14 November 2014

This week has seen the Australian Centre for Ancient DNA (ACAD) run their “Advanced Bioinformatics Workshop for Early Career Researchers”. I was lucky enough to be invited out to dinner with the speakers the other night. As is usual with such events, there was some talk of work and what programming languages people knew and currently use. To paraphrase my response:

“I first started using Perl but find myself using bash more and more often because the power and speed of the Unix command line is awsome”

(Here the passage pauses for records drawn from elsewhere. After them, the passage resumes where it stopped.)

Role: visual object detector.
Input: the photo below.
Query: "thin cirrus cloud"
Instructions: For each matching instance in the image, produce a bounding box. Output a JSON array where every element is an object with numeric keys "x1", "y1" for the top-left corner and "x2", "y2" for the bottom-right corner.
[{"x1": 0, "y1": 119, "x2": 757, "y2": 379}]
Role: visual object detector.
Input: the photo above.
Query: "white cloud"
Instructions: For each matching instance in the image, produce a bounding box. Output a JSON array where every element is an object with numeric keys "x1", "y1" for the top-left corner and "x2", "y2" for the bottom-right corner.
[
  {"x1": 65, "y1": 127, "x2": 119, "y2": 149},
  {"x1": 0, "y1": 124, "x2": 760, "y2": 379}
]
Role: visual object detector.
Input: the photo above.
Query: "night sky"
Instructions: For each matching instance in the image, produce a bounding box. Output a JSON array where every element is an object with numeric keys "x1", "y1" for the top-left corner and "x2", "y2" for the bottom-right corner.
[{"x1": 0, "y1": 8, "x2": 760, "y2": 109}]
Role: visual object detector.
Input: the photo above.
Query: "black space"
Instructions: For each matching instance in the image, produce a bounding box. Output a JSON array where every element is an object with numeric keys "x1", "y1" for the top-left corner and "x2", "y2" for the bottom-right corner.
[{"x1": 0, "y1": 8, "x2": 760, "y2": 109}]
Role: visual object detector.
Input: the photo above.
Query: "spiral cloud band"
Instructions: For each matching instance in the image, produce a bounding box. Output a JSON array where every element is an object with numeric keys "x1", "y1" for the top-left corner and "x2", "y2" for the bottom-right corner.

As I went on, I mentioned my use of the Unix paste command. Both Dan Huson and Stephan Schiffels hadn’t really fully understood the awsomeness of paste and thought it was pretty cool and suggested I blogged about it. So here I am writing my first blog post in my new blog “Gluten for Punishment: A Wheat Bioinformaticians Blog”.

Overview

Before going into the specifics of paste I want to say a few words about the Unix philosophy, how many file formats encountered in bioinformatics do not lend themselves well to this philosophy and finally how paste can be used to improve the situation with FASTA and FASTQ files.

Unix philosophy

The Unix philosophy states: “Write programs that do one thing and do it well. Write programs to work together. Write programs to handle text streams, because that is a universal interface.” In a nut-shell, write small programs that are capable of reading from STDIN and writing to STDOUT.

Streams

Unix uses the end-of-line (EOL) character as the default record separator. That is, lines of text are read in one at a time on STDIN and written to STDOUT one at a time. Most Unix tools abide by the above Unix philosophy and process STDIN and STDOUT with the “one line = one record” concept in mind and are blazingly fast at processing such data. However, if in your file format a record occupies more than one line e.g. FASTQ and FASTA you often need to have some programming logic to deal with that fact and this costs operations and time. This can result in quite a large processing (time) overhead and also means you miss out on using cool, fast tools that expect a record to occupy a single line.

This is where paste comes in.

What is paste?

paste is a lesser known command found on most (all) Unix/Linux computers. The documentation simply states:

merge lines of files

The description is somewhat more helpful but still a bit cryptic:

Write lines consisting of the sequentially corresponding lines from each FILE, separated by TABs, to standard output. With no FILE, or when FILE is -, read standard input.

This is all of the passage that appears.